Veamos si la familia Li está dispuesta a ofrecer algún tipo de compensación a la familia Zhao.
A una orden suya, un guardia fue llamado y despachado de inmediato para ir a buscar a Li Jinyun, el jefe de la familia Li.
El rostro de Zhao Lieyang se ensombreció, pero no dijo nada más.
Insistir en el asunto ahora significaría no solo ofender a Guan Long y a la familia Li, sino también desafiar abiertamente a la propia Bai Xueqin.
Ese era un riesgo que la familia Zhao no podía permitirse.
Media hora después, Li Jinyun llegó a la Mansión del Señor de la Ciudad.
El guardia no le había explicado el motivo de la convocatoria, pero en el momento en que Li Jinyun entró y vio a Zhao Lieyang esperando, comprendió de inmediato que se trataba de que Li Yun había matado a Zhao Xiaotian.

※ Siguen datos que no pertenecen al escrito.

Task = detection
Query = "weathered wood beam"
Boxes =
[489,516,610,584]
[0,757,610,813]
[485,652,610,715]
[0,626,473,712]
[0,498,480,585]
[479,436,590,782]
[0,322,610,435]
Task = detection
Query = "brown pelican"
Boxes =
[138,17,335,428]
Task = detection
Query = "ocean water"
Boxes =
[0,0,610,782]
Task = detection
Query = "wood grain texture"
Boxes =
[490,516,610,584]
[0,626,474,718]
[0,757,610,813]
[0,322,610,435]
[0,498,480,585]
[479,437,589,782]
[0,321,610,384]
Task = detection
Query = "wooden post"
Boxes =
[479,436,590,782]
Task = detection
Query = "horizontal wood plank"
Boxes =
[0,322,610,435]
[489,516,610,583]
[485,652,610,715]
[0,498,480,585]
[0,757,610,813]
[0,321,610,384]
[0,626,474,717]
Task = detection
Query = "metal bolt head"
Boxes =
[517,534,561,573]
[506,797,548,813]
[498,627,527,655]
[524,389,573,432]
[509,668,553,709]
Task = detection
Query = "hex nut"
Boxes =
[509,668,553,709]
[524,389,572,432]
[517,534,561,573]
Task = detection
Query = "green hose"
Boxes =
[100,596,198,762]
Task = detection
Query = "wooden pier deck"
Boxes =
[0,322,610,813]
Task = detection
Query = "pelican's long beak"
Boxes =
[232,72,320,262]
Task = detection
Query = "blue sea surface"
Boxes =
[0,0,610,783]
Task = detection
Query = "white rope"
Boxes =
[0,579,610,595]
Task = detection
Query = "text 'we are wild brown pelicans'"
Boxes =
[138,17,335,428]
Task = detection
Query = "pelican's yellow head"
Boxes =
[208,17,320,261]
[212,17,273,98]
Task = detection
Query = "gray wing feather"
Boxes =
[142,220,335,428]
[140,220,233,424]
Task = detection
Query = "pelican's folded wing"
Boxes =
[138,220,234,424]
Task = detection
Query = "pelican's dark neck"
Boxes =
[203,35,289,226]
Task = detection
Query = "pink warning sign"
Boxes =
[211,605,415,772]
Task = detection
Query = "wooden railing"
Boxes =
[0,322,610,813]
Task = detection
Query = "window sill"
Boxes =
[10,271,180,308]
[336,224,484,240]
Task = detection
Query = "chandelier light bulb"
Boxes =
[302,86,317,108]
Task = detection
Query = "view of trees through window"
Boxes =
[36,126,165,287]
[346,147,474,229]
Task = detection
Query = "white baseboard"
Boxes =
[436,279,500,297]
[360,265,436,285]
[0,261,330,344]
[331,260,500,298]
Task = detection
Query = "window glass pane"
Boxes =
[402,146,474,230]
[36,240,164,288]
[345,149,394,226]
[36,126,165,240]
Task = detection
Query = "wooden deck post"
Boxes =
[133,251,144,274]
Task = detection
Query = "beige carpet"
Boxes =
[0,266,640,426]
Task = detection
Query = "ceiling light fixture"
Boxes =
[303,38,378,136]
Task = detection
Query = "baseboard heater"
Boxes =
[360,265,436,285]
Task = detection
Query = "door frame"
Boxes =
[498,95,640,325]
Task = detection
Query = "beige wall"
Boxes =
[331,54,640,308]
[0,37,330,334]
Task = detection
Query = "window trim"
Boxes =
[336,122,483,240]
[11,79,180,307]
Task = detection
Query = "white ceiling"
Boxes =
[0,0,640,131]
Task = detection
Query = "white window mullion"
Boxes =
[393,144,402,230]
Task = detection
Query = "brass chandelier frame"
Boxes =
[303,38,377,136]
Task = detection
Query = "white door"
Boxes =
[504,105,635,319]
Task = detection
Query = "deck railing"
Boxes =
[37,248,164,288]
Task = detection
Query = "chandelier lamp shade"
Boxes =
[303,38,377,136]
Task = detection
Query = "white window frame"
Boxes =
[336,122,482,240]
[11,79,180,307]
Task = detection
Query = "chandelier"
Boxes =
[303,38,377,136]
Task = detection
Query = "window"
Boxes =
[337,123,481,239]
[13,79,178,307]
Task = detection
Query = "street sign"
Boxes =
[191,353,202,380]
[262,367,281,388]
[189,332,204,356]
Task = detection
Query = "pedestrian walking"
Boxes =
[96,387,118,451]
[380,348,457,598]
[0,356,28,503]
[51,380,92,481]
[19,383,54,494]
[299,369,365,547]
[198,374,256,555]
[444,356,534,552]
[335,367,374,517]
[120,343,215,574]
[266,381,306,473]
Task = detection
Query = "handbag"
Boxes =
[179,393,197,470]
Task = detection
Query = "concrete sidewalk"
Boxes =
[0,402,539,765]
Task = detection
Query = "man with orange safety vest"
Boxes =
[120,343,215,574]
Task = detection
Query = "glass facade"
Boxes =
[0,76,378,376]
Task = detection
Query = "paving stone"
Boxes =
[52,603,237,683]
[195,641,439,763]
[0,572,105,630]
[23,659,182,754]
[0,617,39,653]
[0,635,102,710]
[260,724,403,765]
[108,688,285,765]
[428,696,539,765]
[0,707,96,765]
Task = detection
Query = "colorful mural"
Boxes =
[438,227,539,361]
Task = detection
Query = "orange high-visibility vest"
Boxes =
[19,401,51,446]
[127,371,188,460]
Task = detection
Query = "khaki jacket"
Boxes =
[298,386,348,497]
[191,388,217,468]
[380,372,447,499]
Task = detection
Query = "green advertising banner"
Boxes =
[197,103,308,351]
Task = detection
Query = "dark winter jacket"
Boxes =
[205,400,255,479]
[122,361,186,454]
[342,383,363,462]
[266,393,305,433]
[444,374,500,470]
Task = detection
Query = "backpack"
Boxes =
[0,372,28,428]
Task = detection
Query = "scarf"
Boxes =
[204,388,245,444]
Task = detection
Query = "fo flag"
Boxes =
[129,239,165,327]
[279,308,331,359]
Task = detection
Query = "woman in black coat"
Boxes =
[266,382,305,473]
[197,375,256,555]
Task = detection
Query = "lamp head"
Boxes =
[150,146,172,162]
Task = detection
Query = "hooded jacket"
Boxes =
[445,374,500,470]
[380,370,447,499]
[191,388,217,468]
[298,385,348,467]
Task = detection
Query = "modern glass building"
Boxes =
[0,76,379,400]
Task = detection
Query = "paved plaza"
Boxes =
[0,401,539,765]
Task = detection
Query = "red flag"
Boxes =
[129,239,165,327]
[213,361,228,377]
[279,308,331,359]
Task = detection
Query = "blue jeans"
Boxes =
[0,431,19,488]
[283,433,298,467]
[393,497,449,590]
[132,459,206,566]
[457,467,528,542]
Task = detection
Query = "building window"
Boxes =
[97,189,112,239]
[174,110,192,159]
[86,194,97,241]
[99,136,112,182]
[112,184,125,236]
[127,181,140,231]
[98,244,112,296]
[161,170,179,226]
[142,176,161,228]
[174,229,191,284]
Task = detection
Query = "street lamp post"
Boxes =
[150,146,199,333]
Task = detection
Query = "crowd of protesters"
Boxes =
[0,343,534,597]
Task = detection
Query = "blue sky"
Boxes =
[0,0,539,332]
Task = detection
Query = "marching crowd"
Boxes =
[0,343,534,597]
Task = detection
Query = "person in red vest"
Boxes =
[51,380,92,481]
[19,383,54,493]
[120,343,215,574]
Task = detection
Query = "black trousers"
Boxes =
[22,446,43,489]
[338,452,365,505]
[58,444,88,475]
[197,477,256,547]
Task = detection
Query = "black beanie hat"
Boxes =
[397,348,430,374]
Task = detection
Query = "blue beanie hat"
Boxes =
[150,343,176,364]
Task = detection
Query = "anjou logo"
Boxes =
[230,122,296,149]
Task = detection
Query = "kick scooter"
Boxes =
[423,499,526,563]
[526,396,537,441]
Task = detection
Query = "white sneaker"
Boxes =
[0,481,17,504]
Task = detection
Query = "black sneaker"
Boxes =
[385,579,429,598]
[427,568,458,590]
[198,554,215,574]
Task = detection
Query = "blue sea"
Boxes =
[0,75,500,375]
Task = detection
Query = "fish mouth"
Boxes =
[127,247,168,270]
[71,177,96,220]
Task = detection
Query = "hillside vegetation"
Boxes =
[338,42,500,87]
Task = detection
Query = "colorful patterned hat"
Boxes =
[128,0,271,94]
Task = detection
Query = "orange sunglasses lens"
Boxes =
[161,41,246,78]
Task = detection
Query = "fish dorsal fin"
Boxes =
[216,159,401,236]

—Mis respetos, Señora de la Ciudad.
Mis respetos, Maestro del Pabellón Guan —dijo Li Jinyun con un respetuoso saludo de manos ahuecadas hacia Bai Xueqin y Guan Long.
En cuanto a Zhao Lieyang, ni siquiera le dirigió una mirada.
La enemistad entre las familias Li y Zhao ya era como el agua y el aceite.
Ahora que Li Yun había matado a Zhao Xiaotian, su hostilidad era irreconciliable.
Ofrecer formalidades no sería más que pura hipocresía.
—Patriarca Li, por favor, tome asiento —dijo Bai Xueqin cortésmente, señalándole el asiento que tenía delante.
—Señora de la Ciudad, me ha convocado.
¿Puedo preguntar qué asunto requiere mi presencia?
—preguntó Li Jinyun sin rodeos mientras se sentaba.
—¡Hmpf!
—soltó Zhao Lieyang con un bufido gélido, su mirada afilada y sin reparos.
—Se trata del hijo del Patriarca Zhao —dijo Bai Xueqin, con voz serena pero imponente—.
Fue asesinado por su Li Yun.
Los he convocado a ambos hoy para mediar en este asunto y asegurar que no vaya a más.
—Este asunto…
—Los ojos de Li Jinyun se entrecerraron ligeramente.
Por dentro, sin embargo, su corazón se henchía de una oculta satisfacción.
La muerte de Zhao Xiaotian había inclinado la balanza.
De entre las tres grandes familias de la Ciudad del Viento Azur, la familia Li siempre había sido la más débil, incluso un poco por debajo de la familia Zhao.
Pero ahora…
con la desaparición de Zhao Xiaotian, las tornas estaban empezando a cambiar.